Lévy walk of pions in heavy-ion collisions

The process of L\'evy walk, i.e., movement patterns described by heavy-tailed random walks, play a role in many different phenomena, from chemical and microbiological systems through marine predators to climate change. Recent experiments have suggested that this phenomenon also appears in heavy-ion collisions. However, the theoretical background is not yet well understood. In high-energy collisions of heavy nuclei, the strongly interacting Quark Gluon Plasma is created, which, similarly to the early Universe, undergoes a rapid expansion and transition back to normal hadronic matter. In the subsequent expanding hadron gas, particles interact until kinetic freeze-out, when their momenta become fixed, and they freely transition toward the detectors. Measuring spatial freeze-out distributions is a crucial tool in understanding the dynamics of the created matter as well as the interactions among its constituents.
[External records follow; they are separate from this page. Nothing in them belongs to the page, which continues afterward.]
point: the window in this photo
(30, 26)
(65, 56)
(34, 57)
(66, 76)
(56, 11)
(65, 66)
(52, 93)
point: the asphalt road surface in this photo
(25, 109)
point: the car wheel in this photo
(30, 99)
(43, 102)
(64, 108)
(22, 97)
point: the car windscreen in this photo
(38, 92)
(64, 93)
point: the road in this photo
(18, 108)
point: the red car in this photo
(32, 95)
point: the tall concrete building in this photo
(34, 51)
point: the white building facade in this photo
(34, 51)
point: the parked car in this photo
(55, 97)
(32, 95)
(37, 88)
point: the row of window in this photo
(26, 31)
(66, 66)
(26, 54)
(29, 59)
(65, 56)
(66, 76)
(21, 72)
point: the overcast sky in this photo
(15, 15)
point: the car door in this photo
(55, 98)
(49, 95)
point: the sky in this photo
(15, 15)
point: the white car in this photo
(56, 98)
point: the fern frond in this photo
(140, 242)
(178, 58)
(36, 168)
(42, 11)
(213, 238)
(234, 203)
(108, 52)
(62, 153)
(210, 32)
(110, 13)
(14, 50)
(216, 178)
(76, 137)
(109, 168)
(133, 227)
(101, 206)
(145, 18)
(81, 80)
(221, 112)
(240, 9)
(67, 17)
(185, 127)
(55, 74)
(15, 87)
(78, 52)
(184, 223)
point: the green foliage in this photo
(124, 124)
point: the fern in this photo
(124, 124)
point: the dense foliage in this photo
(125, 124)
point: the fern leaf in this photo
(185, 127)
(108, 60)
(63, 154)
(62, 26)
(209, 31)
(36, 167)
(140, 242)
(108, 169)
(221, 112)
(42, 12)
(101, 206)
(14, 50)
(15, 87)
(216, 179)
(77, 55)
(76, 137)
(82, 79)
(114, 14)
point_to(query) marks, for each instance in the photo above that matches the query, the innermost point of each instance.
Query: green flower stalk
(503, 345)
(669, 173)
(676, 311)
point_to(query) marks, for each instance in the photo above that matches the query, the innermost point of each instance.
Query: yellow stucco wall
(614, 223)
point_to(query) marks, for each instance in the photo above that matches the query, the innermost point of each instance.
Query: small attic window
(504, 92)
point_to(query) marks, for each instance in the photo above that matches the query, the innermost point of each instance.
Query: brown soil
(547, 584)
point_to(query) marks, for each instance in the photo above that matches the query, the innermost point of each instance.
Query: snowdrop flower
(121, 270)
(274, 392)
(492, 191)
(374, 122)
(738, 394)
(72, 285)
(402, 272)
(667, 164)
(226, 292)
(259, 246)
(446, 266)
In this paper, we present a novel three-dimensional analysis of the spatial freeze-out distribution of pions (the most abundant particles in such collisions). Utilizing Monte-Carlo simulations of high-energy collisions, we show that the chain of processes ending in a final state pion has a step length distribution leading to L\'evy-stable distributions. Subsequently, we show that pion freeze-out distributions indeed exhibit heavy tails and can be described by a three-dimensional elliptically contoured symmetric L\'evy-stable distribution.